Never, ever leaving the news
On "Groundhog Day", funding for local hospitals, and the inevitability of certain contested disputes in public policy
The University of Nebraska is a partner in a large health system called Nebraska Medicine, and they’re in the messy process of separating from one partner institution and adding another. But behind the story, there are two issues that are never, ever leaving the news: Funding for higher education and funding for health care.
■ Anyone who wants to understand why both stories are going to come back perpetually, “Groundhog Day”-style, needs to read William Baumol’s book “The Cost Disease”. Right behind death and taxes comes the certainty that higher education and health care budgets will remain large, growing, and contentious from now until the end of foreseeable time.

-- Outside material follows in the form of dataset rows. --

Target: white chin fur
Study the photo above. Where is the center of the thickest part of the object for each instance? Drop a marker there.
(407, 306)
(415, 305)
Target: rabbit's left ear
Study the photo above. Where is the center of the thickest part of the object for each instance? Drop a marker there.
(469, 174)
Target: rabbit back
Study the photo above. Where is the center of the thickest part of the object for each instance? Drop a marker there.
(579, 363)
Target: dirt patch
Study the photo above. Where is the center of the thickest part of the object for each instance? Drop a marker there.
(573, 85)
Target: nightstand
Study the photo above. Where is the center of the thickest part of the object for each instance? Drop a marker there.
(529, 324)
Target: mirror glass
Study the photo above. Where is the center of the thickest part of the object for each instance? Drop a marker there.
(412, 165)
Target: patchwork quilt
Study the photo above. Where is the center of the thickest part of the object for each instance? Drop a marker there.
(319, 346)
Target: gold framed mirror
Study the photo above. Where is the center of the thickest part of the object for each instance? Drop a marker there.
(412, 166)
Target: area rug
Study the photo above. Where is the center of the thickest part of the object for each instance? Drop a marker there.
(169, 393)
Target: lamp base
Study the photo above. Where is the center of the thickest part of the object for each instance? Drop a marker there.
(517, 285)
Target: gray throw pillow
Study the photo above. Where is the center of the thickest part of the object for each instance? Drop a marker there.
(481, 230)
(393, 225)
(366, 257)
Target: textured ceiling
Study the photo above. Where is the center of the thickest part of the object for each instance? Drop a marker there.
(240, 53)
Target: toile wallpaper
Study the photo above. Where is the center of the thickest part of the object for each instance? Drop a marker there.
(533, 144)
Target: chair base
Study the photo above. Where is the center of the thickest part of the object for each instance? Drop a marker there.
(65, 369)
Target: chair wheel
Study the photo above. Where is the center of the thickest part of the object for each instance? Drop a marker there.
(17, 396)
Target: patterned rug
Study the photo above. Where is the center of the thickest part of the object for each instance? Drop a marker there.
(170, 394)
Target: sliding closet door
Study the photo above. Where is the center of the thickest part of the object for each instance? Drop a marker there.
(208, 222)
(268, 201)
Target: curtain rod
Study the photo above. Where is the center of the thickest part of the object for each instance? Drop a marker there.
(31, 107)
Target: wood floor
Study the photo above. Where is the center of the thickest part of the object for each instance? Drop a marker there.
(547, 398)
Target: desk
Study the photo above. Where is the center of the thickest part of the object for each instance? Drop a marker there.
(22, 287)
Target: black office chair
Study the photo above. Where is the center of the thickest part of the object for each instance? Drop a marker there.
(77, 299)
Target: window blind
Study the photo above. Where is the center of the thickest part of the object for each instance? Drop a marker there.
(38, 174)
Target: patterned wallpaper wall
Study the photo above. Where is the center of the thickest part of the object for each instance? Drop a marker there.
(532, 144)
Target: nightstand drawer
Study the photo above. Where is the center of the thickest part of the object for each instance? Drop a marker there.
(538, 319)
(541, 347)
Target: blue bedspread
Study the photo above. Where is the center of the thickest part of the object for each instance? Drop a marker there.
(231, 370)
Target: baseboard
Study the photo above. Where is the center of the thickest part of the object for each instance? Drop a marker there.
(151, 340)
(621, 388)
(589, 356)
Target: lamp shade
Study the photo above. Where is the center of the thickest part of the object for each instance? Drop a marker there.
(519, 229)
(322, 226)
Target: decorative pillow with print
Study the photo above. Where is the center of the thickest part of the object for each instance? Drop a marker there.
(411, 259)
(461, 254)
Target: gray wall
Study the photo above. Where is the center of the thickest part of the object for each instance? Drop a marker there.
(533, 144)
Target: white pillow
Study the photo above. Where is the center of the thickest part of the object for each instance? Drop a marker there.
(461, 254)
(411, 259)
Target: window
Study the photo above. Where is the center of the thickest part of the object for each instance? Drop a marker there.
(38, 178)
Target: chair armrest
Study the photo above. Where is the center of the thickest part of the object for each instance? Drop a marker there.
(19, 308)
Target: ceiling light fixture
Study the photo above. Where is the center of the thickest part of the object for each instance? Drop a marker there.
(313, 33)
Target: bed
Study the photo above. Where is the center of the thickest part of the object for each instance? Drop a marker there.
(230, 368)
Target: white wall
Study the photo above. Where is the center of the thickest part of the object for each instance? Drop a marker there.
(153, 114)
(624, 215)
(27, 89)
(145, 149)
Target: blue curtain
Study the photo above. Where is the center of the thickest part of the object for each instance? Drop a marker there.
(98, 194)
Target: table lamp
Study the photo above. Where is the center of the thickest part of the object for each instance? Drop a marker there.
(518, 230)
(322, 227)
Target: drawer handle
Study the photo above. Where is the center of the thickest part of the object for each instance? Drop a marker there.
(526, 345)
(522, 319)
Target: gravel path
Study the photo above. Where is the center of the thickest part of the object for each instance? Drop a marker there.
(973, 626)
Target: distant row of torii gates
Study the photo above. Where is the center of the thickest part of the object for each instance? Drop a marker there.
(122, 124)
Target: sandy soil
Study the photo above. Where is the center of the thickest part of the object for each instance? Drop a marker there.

■ To condense the argument to its essence, demand for both health care and education seems poised to grow indefinitely. Meanwhile, the supply of each is tightly constrained by the need for lots of human-centered, person-to-person interactions, from diagnostic counseling to reading stories written by second-graders. Unless a substantial number of patients want to sign up for do-it-yourself blood draws or emptying their own hospital bedpans, these constraints are inevitable.
■ On the surface, it’s a little grim to say, “These problems are both intractable and virtually certain to get worse with every passing week”, but it’s much worse to approach them as if they are solvable in the sense of “If we just apply enough brainpower and effort, we can find a permanent answer”.
■ The problem is that both health care and education are hugely influenced by public policy and public funding, which invariably draws them into an arena of discussion where patience, strategic thinking, long-term viewpoints are especially hard to sustain. This means every resulting policy discussion is more or less bound to involve wishful thinking, impossible promises, and frothy arguments among highly interested parties. And that’s exceptionally unlikely to change in anyone’s lifetime today, even when all parties involved are of good character and mutual goodwill.